Hastayım, Hastayız, Hastasın, Hastalar…

Siirt’te yaşananlar bir kere daha hatırlattı ki kapitalizm hasta eder, kapitalizm insanın doğasına aykırıdır, kapitalizm her şeyi metalaştırır, kapitalizm iman, töre gibi aldatmacalarla durdurulamayacak kadar hızlı bir seri katildir, kısacası gücü ve iktidarı böylesine kutsayan bu sistem ezen-ezilen ilişkisine her gün binlerce örnek duyurur ve gösterir bizlere.

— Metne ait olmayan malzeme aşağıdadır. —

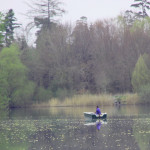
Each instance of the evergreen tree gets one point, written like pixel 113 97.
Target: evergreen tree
pixel 143 6
pixel 141 74
pixel 2 29
pixel 45 11
pixel 10 25
pixel 15 89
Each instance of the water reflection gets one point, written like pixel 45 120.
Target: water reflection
pixel 66 128
pixel 97 123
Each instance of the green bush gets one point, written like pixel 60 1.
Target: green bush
pixel 42 94
pixel 144 94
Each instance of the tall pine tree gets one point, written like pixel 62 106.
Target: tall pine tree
pixel 143 6
pixel 10 25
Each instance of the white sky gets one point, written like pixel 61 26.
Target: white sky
pixel 92 9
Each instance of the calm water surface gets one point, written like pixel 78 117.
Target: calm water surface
pixel 65 128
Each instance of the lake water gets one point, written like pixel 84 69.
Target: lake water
pixel 65 128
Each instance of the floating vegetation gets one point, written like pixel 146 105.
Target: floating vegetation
pixel 54 133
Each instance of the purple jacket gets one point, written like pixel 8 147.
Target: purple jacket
pixel 98 111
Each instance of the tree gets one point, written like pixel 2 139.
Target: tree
pixel 45 11
pixel 2 29
pixel 143 5
pixel 15 88
pixel 140 75
pixel 10 25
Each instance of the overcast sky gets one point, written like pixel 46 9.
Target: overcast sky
pixel 92 9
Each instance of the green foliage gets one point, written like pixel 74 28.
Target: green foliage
pixel 2 29
pixel 143 6
pixel 144 93
pixel 42 94
pixel 140 75
pixel 10 25
pixel 14 86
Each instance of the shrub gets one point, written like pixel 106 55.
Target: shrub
pixel 144 94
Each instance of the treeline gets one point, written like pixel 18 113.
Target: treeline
pixel 106 56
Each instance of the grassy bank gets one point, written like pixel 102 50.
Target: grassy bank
pixel 93 100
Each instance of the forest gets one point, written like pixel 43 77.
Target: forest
pixel 105 56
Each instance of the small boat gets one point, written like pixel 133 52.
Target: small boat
pixel 92 115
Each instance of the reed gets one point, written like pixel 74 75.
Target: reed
pixel 84 100
pixel 92 100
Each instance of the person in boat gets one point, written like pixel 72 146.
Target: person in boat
pixel 98 111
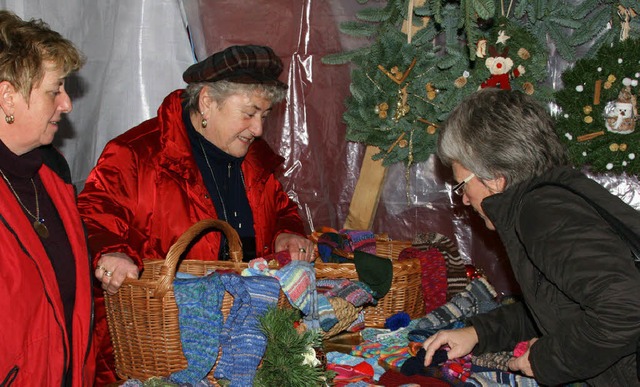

Bu yüzden orada yaşananlar ne ilk ne de sonuncu, bunu hepimiz bilmekteyiz; ama benim öncelikli


söylemek istediğim bu değil, yaşananların gazetelere ve özellikle televizyonlara yansıyış şekli. Bir kanal “dehşet verici olay’’ diye niteleyerek ısrarla telaffuz edilmesini istemezken, bir diğeri de “Siirt’te yine bir tecavüz” diye duyurarak sanki bunu Siirt’in özel sorunuymuş gibi göstermeye çalıştı. İki olay da insanın kanını donduruyor, bu bir gerçek fakat ikisi de ne ilk ne de o bölgeye özel. Tabi her iki kanal da gerçek katili gizlemek için, kullanılan en iyi silah olan korkuyu körüklüyor. Bir de burjuva medyasının suçluyu bulma (gizleme) telaşı, özellikle öznesi çocuk olan olaylarda düğümleniyor. Suçu yaratan çocuklar mı, yetkililer mi yoksa burjuva sınıflı toplum mu? Ancak medyanın görevi bu olayların her gün ve her an neden yeniden yaşandığını açıklamak değil. Diğer konularda olduğu gibi burada da haber tamamen olayın idealist kavranışı üzerinden şekilleniyor ve bu olayda sadece kimlerin adı geçiyor, kim görevini kötüye kullanmış ya da kim sorumsuz davranmış gibi sorular soruluyor. Oysa bu olaylar bir bütünün çözülüşüdür. Bu yüzden biz burjuva medyasının asli görevini yine onlara bırakıp kendi üzerimize düşeni yapıyor ve her gün bir yerlerde yaşanan benzer olayların altında yatan öznel değil nesnel nedenleri sorguluyoruz.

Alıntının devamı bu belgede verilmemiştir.